Tina’s baby sister Alice, now my sister-in-law, and I have ensconced ourselves in the two big over-stuffed armchairs in the back corner of the Montgomery Street Starbucks, on the PSU campus.  Alice is attending Portland State University and has an apartment on campus, in the same tower complex as the coffee shop we are sitting in, as a matter of fact.  But… and not for the first time since the rains began this fall, the heat is out in Alice’s apartment, so we have availed ourselves of Tomas’ hospitality for the afternoon.
One of Alice’s classes is Creative Writing, and I promised to help her out with an assignment.  The best way I know… is to tell a story.  Alice already knows most of what I am going to tell her today; and yet, I am still a little nervous at the prospect of baring my soul further, a little fearful that Alice will think different of me after this.  We have grown so close this last year and a half though; I think this is the right thing to do.  And, as Dr. Kay is fond of saying… “… Fear will not take you anywhere.”
“You’re right, Alice… this isn’t the beginning… it’s somewhere in the middle.  These are just the first words that came to me.   I can’t start at the beginning, dear.  If I do that, I will never finish the story, because I know what happens.  I need… I have to… I have to get back to that place… that time… the only way I know how.  You know me… a straight line between two points is never how this girl works.”  I raise the steaming cappuccino to my mouth, smiling over the top, at my sister-in-law.

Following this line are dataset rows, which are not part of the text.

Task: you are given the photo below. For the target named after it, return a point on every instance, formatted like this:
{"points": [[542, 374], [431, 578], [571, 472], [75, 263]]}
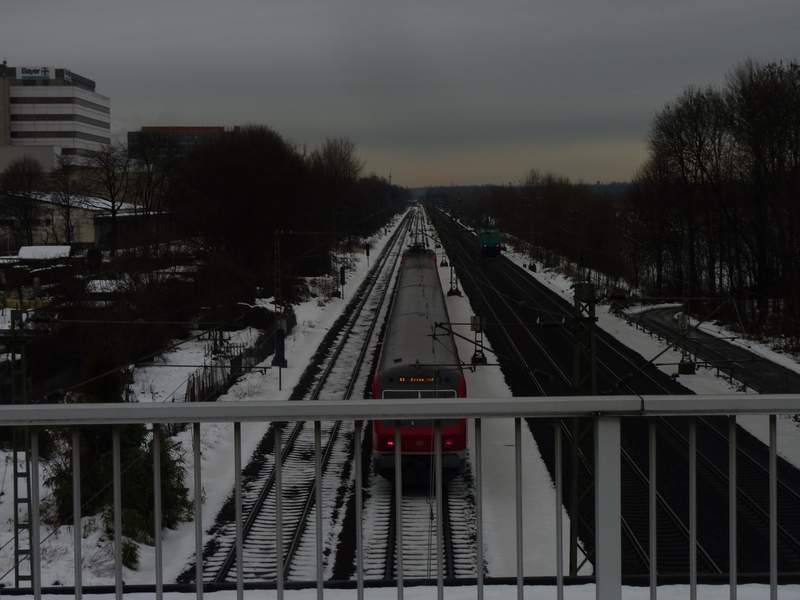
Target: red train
{"points": [[415, 365]]}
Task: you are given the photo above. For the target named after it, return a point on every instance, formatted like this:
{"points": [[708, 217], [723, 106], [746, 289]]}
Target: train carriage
{"points": [[490, 242], [418, 361]]}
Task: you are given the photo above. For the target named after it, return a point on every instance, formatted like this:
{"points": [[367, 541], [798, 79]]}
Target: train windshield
{"points": [[400, 394]]}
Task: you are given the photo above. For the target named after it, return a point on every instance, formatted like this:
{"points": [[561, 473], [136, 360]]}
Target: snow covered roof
{"points": [[43, 252], [91, 203]]}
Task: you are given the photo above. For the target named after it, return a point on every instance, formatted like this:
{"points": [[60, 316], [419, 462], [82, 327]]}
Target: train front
{"points": [[419, 360]]}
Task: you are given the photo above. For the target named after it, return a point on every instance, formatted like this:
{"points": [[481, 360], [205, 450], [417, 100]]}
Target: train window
{"points": [[420, 423], [400, 394]]}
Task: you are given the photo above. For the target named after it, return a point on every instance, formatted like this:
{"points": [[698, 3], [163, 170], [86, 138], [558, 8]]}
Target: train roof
{"points": [[418, 305]]}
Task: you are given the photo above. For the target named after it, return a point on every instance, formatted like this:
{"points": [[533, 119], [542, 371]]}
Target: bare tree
{"points": [[67, 195], [20, 183], [108, 170]]}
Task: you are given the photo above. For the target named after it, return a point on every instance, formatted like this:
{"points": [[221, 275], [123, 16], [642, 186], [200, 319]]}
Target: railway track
{"points": [[286, 485], [620, 372]]}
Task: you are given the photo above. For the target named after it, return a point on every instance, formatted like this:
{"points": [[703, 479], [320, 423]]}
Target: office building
{"points": [[45, 111]]}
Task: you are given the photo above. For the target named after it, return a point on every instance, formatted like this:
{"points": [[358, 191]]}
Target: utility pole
{"points": [[279, 359], [21, 454], [582, 450]]}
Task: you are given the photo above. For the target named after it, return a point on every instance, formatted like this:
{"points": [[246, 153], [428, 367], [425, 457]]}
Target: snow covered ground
{"points": [[166, 383]]}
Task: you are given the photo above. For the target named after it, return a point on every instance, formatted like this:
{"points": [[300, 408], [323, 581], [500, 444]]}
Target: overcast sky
{"points": [[438, 92]]}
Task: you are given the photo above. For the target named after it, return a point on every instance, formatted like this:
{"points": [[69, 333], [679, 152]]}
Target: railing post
{"points": [[608, 506]]}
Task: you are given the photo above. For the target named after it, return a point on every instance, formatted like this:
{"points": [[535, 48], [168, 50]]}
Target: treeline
{"points": [[714, 210], [713, 215]]}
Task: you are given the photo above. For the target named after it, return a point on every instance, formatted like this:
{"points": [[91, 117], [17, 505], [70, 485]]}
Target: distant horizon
{"points": [[432, 95]]}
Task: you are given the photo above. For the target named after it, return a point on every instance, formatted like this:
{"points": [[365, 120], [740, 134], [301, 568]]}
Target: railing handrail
{"points": [[442, 408]]}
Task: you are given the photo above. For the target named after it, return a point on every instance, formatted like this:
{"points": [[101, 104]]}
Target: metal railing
{"points": [[605, 411]]}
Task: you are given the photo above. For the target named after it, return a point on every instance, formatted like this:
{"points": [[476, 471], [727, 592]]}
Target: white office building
{"points": [[45, 111]]}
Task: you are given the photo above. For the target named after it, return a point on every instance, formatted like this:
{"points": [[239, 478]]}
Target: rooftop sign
{"points": [[36, 72]]}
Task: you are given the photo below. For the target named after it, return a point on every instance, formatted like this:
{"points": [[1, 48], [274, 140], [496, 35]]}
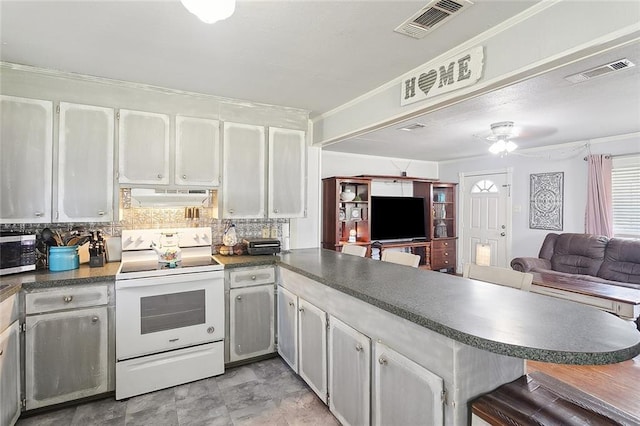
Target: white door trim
{"points": [[463, 199]]}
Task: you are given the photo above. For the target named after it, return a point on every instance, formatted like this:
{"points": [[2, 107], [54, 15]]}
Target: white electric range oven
{"points": [[169, 316]]}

“Okay, I can understand that… I do the same thing sometimes.  So, this session with Dr. Kay that you were just telling me about… this was an important one, wasn’t it?”  I nod my head a little, and Alice continues.  “I thought so; otherwise, you would not have started with it.”  Alice is silent for a moment, I can’t quite see the thought behind her eyes… and then, she continues.  “You said you had been seeing Dr. Kay for about six months, so this must have been around the time that you and my sister…”  Alice’s voice trails off with the realization… our eyes meet… the secret is passed.  We look at each other for several moments… knowledge and understanding passing between us.
“Yes… that was… umm… that was a breakthrough… yes, a very important time in our lives.  I had a horrible nightmare that night… the worst in a long time… it brought my demons back… but, it also brought to me the realization that my demons had never really gone away… I had only succeeded, partially as it turned out, in hiding them.  I had hidden them in the only place I knew… the only place I was intimate enough with that I thought I would be safe from… where no one else could see them.  I hid them deep inside me.  I thought that if I pushed them far enough back, I would be safe.

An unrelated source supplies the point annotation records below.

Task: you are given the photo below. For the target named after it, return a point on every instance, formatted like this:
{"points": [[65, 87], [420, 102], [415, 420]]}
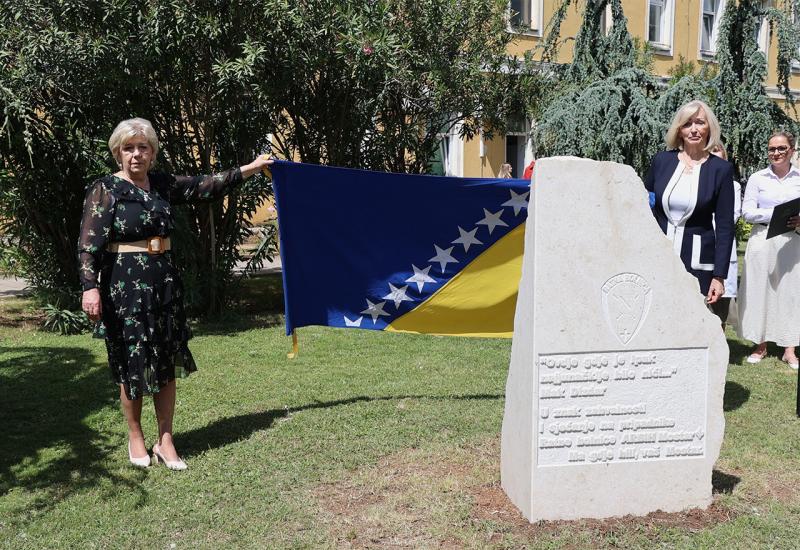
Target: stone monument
{"points": [[614, 394]]}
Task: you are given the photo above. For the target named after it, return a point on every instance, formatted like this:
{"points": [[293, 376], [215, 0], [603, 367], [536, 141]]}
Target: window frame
{"points": [[535, 26], [711, 52], [526, 133], [666, 29]]}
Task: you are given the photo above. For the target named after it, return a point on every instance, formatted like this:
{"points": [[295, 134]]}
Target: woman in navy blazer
{"points": [[694, 197]]}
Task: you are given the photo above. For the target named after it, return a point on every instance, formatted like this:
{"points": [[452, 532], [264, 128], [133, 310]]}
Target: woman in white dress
{"points": [[769, 297]]}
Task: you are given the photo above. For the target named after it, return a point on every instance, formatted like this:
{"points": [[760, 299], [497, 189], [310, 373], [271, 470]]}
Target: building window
{"points": [[525, 16], [709, 25], [606, 20], [448, 159], [518, 149], [660, 14], [762, 33]]}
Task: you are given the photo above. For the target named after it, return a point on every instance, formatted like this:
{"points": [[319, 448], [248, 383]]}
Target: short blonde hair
{"points": [[784, 134], [683, 115], [723, 154], [127, 129]]}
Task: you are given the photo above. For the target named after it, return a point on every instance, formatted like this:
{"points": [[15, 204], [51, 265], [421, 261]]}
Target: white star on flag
{"points": [[467, 238], [420, 277], [518, 202], [443, 256], [492, 220], [349, 323], [374, 310], [397, 295]]}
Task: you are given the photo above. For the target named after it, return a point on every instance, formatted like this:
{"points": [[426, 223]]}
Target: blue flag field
{"points": [[399, 252]]}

And, I would have been safe, except for one thing… I fell in love with your sister.  Tina gave me back my life… she showed me that I could love again… and more importantly, she showed me that I could be loved… that I was loved.”
We sit in silence for a minute, both of us thinking about what I just said, and then Alice gets out of her chair and steps over to mine.  She leans down to me, still seated… her arms outstretched.  We hug… a little awkwardly, but a hug, nonetheless.  When Alice hugs, you can really feel the love… she is a wonderful, giving person.

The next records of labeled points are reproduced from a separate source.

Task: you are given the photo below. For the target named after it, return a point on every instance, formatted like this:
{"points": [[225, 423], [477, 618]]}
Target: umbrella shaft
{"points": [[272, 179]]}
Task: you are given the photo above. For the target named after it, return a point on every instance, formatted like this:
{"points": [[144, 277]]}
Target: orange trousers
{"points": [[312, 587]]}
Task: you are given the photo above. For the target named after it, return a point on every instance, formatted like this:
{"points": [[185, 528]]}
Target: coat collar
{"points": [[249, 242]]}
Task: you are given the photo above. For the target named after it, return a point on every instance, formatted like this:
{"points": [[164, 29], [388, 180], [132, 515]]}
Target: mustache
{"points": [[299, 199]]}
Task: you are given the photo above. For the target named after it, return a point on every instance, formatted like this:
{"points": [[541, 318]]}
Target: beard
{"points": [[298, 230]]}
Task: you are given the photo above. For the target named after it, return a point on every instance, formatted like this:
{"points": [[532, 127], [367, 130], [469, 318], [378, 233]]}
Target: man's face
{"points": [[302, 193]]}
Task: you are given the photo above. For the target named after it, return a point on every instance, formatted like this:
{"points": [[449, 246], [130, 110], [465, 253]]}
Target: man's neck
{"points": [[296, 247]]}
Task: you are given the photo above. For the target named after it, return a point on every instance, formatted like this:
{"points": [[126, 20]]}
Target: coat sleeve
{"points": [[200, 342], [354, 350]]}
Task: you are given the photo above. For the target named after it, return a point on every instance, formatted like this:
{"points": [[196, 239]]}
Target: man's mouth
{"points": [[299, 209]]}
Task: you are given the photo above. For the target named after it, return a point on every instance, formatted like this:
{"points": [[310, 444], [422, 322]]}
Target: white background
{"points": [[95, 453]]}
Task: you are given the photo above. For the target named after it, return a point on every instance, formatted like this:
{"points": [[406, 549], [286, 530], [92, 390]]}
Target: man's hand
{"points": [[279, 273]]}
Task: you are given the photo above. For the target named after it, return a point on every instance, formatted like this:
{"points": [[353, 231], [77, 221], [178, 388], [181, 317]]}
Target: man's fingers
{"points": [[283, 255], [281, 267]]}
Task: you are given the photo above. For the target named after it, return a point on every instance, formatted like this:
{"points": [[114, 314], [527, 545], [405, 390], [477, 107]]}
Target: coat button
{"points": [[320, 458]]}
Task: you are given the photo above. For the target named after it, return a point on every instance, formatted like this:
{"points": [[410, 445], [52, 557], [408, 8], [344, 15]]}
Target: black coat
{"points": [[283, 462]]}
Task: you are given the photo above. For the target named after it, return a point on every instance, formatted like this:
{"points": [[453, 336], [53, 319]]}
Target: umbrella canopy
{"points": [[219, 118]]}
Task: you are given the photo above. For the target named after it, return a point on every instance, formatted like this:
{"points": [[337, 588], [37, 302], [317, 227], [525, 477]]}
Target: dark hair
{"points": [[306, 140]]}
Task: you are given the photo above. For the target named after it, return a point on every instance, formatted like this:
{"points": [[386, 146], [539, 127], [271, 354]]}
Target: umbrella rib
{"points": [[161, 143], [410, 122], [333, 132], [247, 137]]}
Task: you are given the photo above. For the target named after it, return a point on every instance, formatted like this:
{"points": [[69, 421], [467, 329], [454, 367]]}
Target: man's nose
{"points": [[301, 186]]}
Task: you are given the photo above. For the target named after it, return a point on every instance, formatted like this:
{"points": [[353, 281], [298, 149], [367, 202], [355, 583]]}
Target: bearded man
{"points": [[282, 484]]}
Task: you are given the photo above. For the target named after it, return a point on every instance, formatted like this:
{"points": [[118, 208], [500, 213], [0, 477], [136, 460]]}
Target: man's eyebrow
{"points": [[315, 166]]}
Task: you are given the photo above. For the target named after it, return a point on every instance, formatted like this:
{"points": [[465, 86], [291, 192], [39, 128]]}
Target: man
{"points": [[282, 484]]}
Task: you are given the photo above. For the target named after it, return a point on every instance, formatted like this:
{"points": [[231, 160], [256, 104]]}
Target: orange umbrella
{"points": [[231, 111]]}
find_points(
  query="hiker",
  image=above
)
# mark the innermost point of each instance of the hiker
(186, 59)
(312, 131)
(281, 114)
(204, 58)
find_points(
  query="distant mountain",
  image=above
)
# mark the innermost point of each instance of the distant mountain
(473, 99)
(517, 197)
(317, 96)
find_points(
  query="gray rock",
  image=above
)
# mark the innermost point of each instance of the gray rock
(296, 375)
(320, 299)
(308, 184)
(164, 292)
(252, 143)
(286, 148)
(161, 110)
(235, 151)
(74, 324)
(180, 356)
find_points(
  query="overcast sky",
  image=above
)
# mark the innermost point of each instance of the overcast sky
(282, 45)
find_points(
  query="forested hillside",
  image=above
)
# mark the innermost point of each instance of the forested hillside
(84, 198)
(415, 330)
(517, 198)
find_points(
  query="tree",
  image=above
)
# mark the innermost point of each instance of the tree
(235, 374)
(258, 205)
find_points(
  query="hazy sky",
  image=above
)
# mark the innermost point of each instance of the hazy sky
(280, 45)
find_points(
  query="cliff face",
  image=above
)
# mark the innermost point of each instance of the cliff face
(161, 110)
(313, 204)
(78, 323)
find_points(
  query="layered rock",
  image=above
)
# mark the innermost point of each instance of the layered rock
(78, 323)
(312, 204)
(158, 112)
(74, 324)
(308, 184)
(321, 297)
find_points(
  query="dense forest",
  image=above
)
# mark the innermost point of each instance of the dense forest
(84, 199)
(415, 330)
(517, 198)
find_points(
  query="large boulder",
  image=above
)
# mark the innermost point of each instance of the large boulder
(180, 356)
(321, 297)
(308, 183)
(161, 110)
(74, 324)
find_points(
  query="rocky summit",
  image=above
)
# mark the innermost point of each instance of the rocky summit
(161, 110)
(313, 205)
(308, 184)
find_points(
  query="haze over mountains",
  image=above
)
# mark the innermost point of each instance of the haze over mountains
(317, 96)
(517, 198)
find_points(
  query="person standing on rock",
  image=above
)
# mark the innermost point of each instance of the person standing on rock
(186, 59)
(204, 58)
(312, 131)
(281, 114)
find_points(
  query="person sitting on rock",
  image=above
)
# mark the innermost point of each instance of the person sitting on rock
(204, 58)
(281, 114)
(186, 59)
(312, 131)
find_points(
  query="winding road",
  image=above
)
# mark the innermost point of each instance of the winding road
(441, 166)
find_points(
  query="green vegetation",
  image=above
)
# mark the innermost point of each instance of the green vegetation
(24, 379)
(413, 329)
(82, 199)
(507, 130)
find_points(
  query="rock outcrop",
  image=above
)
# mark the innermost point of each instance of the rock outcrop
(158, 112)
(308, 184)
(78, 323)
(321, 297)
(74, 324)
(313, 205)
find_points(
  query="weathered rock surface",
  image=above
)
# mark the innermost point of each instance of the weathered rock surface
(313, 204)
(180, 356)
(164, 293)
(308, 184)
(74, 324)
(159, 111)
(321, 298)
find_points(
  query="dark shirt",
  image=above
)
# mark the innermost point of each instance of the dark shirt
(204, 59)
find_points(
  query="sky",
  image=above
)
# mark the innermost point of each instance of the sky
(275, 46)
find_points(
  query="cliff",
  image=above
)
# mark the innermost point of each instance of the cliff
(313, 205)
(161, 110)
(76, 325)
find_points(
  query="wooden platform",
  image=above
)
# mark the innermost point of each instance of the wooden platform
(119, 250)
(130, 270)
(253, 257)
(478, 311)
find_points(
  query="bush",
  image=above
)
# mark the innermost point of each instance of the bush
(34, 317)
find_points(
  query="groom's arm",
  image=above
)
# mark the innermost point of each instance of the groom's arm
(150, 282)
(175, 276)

“You looked like you needed a hug, honey.”  Alice sits back down and picks up her cup. “What was it like… the first time you met Tina?”
“It’s funny you should mention that, sweetie… I was just thinking the same thing.  I think about that day every time I am in an airport… every time I hear ‘our song’.”  I lean forward a little in my chair… Alice does the same.  I close my eyes for a moment… my mind going back to that day.